Man staunt über seine unglaublich gute Verfassung. Keine Anzeichen von Erschöpfung. Und dennoch gewährt man ihm eine kurze Pause, als Martin Gore bei „Jezebel“ ein Gitarrensolo auf dem beleuchteten Bühnensteg hinlegt und mit „A Question Of Lust“ für laute Jubelschreie und Gänsehaut seitens des Publikums sorgt. Bei Gahans Rückkehr auf die Bühne, schwingt er die Arme und erstrahlt in neuem Glanz. Obwohl an dieser Stelle deutlich wird, dass die neuen Lieder sich live erst noch bewähren müssen und eine andere Wirkung beim Publikum erzielen, überzeugt der Wave-Sound der britischen Band in jeder Minute. Depeche Mode gelingt die Mischung aus „Sound Of The Universe“- Songs und alten Klassikern. Der Gesang der Masse bei der Zeile „This Is The Morning Of Our Love“ („I Feel You“) wirkt fast lauter als Gahans Gesang und ihr Sound erfüllt das gesamte Stadion.
Immer wieder unterstützen auch die Visuals auf den großen Video-Leinwänden die transportierten Emotionen. Bei ihrer aktuellen Single „Peace“ laufen schwarz-weiß-Bilder von Friedensbewegungen und Woodstock sowie Atomtests und Kampfflugzeugen. Zusammen mit den heftigen Drums erzielen sie eine überwältigende Wirkung beim Publikum. Bei „Policy Of Truth“ tauchen nicht nur auf den Displays, sondern auch in den vorderen Reihen des Publikums bunte Luftballons auf. Das Highlight der gesamten Show liefern Depeche Mode dann mit „Enjoy The Silence“, bei dem die Musiker als Astronauten auf den Leinwänden erscheinen. Die Masse erhebt sich von ihren Sitzen und als das Keyboard-Solo ertönt, tänzelt Dave Gahan auf dem Bühnensteg nach vorn. Seine ungebrochene Präsenz bestätigt sich auch bei „Never Let Me Down Again“, bei dem er in nacktem Oberkörper sichtlich den Moment genießt, auf der Bühne stehen zu können, während tausende Menschen mit ihren Armen winken.
Nach anderthalb Stunden Performance verlässt die Band erstmals die Bühne, um wenig später mit alten Hymnen zurückzukehren.

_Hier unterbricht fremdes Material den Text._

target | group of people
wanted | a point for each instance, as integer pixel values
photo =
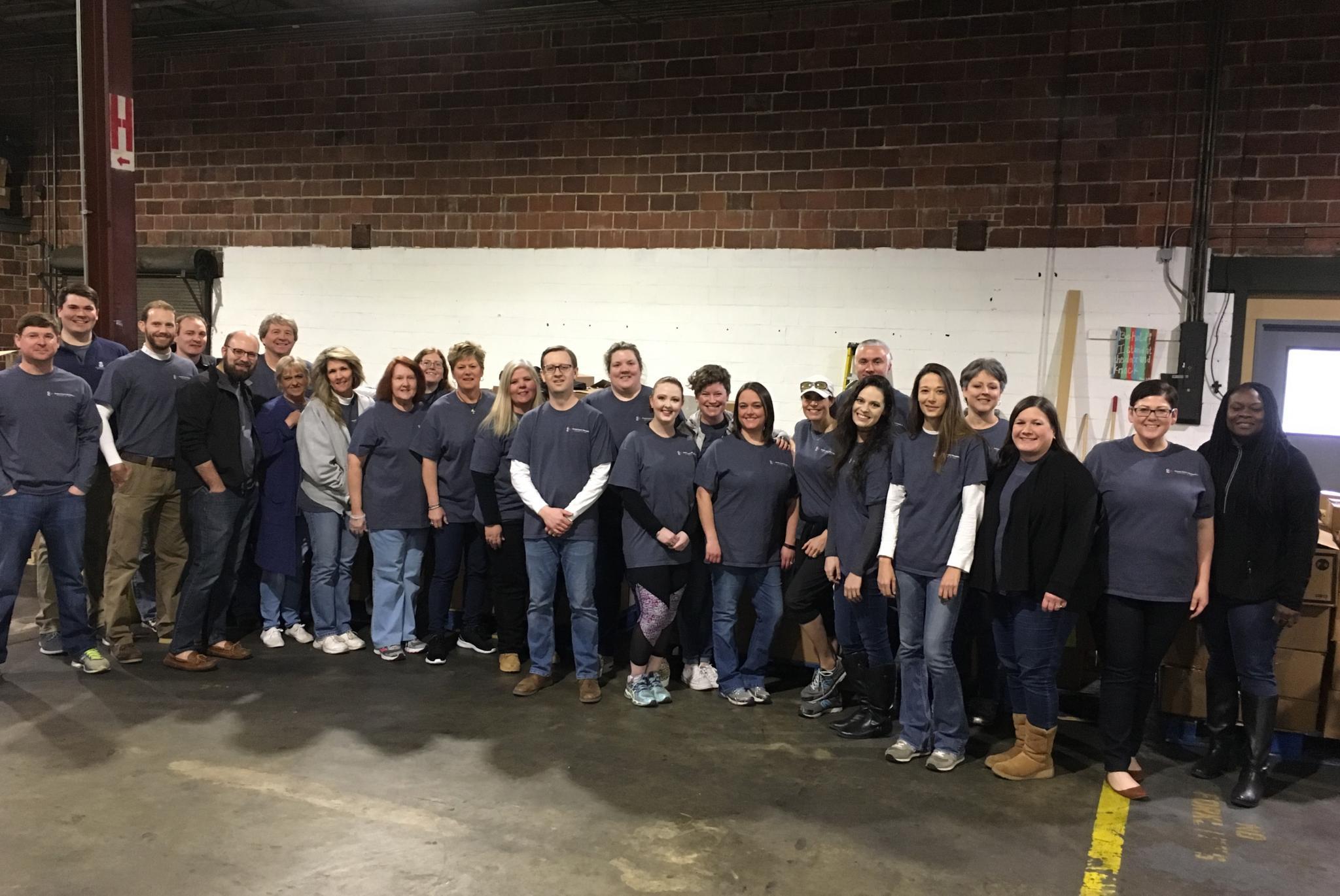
(165, 470)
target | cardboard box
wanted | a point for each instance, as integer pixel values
(1322, 585)
(1313, 631)
(1299, 674)
(1182, 691)
(1297, 715)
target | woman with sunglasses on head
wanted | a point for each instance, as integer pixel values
(653, 477)
(808, 595)
(862, 442)
(1035, 563)
(938, 479)
(500, 512)
(747, 488)
(1265, 525)
(1158, 500)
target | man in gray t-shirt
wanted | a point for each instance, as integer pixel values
(561, 462)
(138, 396)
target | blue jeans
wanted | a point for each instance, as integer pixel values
(219, 528)
(863, 626)
(544, 557)
(1241, 639)
(332, 559)
(61, 520)
(728, 583)
(1028, 646)
(397, 560)
(457, 543)
(932, 710)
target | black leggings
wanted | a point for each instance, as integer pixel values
(657, 591)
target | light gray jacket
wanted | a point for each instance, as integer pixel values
(323, 452)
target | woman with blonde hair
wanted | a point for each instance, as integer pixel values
(499, 512)
(323, 434)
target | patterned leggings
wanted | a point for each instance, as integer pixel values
(657, 591)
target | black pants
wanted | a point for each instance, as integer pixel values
(608, 570)
(1139, 634)
(510, 589)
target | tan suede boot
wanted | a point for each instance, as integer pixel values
(993, 760)
(1035, 763)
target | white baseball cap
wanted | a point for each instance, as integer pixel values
(818, 385)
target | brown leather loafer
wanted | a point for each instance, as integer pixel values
(533, 683)
(228, 650)
(193, 662)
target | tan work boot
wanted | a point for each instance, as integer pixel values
(589, 690)
(1020, 722)
(533, 683)
(1035, 761)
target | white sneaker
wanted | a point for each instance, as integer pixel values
(299, 634)
(331, 645)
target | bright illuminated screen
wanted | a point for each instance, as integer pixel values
(1309, 406)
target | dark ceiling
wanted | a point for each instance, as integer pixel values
(39, 24)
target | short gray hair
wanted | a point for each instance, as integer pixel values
(270, 320)
(988, 366)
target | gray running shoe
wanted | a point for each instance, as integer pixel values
(824, 682)
(943, 761)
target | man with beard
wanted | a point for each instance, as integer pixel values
(217, 453)
(140, 393)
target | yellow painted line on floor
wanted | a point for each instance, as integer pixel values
(1104, 860)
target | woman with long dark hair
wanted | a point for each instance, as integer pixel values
(1158, 502)
(862, 442)
(1035, 562)
(745, 489)
(1264, 538)
(937, 483)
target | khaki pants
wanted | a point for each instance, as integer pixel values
(149, 494)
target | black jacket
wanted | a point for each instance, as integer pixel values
(1263, 551)
(209, 429)
(1049, 538)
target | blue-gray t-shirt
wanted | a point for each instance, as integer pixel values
(1153, 501)
(143, 396)
(661, 470)
(849, 516)
(750, 487)
(447, 436)
(929, 516)
(491, 456)
(393, 474)
(562, 448)
(48, 433)
(1016, 479)
(814, 470)
(622, 415)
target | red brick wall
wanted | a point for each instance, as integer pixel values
(845, 126)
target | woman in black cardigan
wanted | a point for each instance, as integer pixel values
(1035, 559)
(1265, 529)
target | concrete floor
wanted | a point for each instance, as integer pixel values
(298, 772)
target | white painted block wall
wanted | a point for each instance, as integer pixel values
(776, 317)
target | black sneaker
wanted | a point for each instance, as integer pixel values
(437, 650)
(476, 640)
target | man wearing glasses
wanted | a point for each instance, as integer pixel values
(561, 464)
(217, 452)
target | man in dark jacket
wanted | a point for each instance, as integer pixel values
(216, 470)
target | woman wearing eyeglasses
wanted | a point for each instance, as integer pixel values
(1159, 538)
(808, 595)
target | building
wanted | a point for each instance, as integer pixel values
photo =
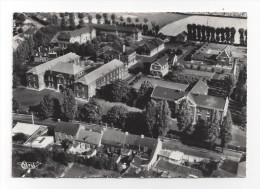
(68, 131)
(181, 37)
(41, 142)
(85, 87)
(214, 54)
(203, 106)
(160, 67)
(56, 74)
(120, 31)
(80, 36)
(149, 47)
(42, 54)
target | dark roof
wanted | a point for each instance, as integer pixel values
(114, 28)
(89, 137)
(182, 171)
(163, 60)
(67, 128)
(200, 87)
(207, 101)
(66, 35)
(164, 93)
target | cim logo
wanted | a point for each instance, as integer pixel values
(29, 165)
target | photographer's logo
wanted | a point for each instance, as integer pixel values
(29, 165)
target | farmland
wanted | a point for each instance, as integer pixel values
(180, 25)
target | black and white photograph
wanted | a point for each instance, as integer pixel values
(120, 95)
(140, 95)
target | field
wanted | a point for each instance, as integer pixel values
(178, 26)
(160, 83)
(27, 97)
(81, 171)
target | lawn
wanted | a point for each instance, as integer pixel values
(174, 28)
(160, 83)
(199, 73)
(28, 97)
(81, 171)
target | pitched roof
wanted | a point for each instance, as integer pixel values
(47, 65)
(89, 137)
(103, 70)
(67, 128)
(68, 68)
(66, 35)
(207, 101)
(114, 28)
(162, 61)
(164, 93)
(200, 87)
(182, 171)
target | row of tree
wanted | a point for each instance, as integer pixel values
(211, 34)
(204, 131)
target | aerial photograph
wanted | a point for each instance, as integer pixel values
(129, 94)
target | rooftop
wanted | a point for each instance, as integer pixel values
(103, 70)
(47, 65)
(164, 93)
(67, 128)
(208, 101)
(89, 137)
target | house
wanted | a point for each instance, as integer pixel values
(150, 47)
(203, 106)
(80, 36)
(171, 170)
(85, 87)
(56, 74)
(145, 148)
(120, 31)
(129, 57)
(86, 142)
(69, 131)
(40, 142)
(160, 67)
(181, 37)
(214, 54)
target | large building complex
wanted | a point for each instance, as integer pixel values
(69, 72)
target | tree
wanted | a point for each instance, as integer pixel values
(113, 18)
(244, 117)
(150, 117)
(98, 17)
(117, 115)
(15, 105)
(232, 35)
(69, 105)
(72, 21)
(212, 133)
(184, 117)
(144, 93)
(91, 112)
(19, 138)
(121, 18)
(226, 130)
(241, 33)
(164, 116)
(90, 18)
(129, 20)
(46, 107)
(118, 90)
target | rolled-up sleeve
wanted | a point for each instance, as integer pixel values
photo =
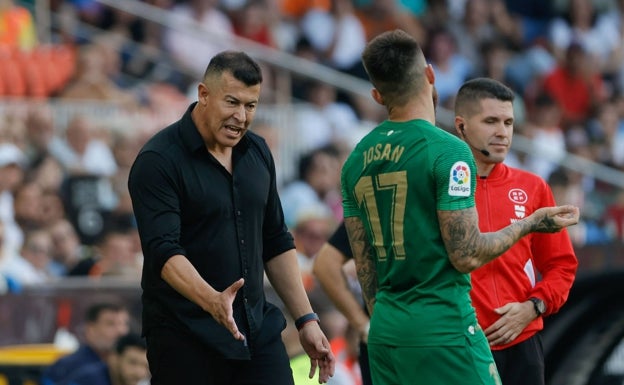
(155, 199)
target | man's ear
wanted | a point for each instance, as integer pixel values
(377, 96)
(202, 93)
(459, 126)
(430, 74)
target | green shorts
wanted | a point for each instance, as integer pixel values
(440, 365)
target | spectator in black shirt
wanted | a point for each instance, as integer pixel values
(211, 224)
(328, 269)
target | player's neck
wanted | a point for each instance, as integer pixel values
(411, 111)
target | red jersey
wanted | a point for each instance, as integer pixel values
(503, 197)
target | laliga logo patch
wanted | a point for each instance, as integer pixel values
(459, 181)
(518, 196)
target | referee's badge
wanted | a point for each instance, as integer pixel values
(459, 180)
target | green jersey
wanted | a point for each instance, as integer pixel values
(395, 180)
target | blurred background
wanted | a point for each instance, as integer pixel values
(83, 83)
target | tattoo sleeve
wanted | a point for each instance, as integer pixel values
(467, 247)
(364, 260)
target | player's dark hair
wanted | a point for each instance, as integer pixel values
(395, 65)
(477, 89)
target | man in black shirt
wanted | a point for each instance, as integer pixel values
(211, 224)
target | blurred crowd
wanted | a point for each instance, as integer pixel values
(64, 205)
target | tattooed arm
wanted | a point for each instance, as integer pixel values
(364, 262)
(469, 249)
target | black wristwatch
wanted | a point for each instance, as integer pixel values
(538, 305)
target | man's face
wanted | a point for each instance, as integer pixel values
(131, 366)
(228, 109)
(103, 334)
(491, 129)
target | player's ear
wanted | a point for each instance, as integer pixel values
(430, 74)
(202, 93)
(377, 96)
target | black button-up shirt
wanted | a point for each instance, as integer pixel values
(227, 225)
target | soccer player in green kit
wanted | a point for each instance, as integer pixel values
(408, 195)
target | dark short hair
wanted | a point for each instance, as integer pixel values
(94, 311)
(395, 63)
(239, 64)
(477, 89)
(130, 340)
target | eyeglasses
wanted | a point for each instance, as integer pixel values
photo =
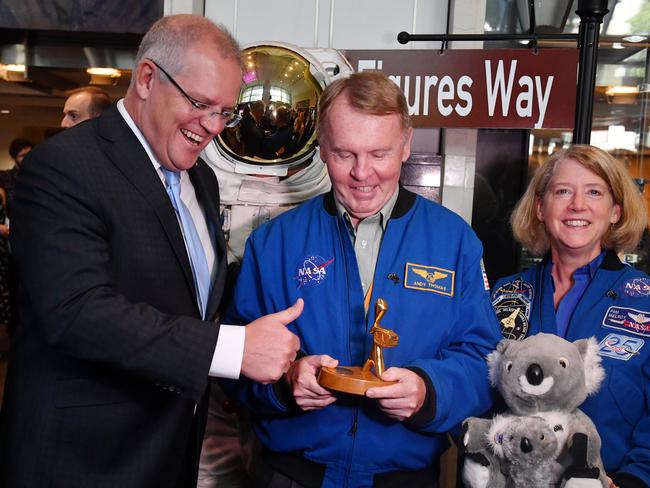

Zugaben wie „Stripped“, „Master and Servant“ oder „Strange Love“, bei dem die Leinwände das Liebesspiel zweier Frauen offenbaren, treffen auf frenetischen Applaus, der in einer weiteren Bühnenrückkehr von Depeche Mode mündet. Dem von schrammelnder Gitarre und Drumgewitter begleitetem „Personal Jesus“ folgt das ruhige Duett „Waiting for the Night“. Nur vom Keyboard begleitet, hinterlassen Gore und Gahan die 40.000 Fans in schwelgender Atmosphäre.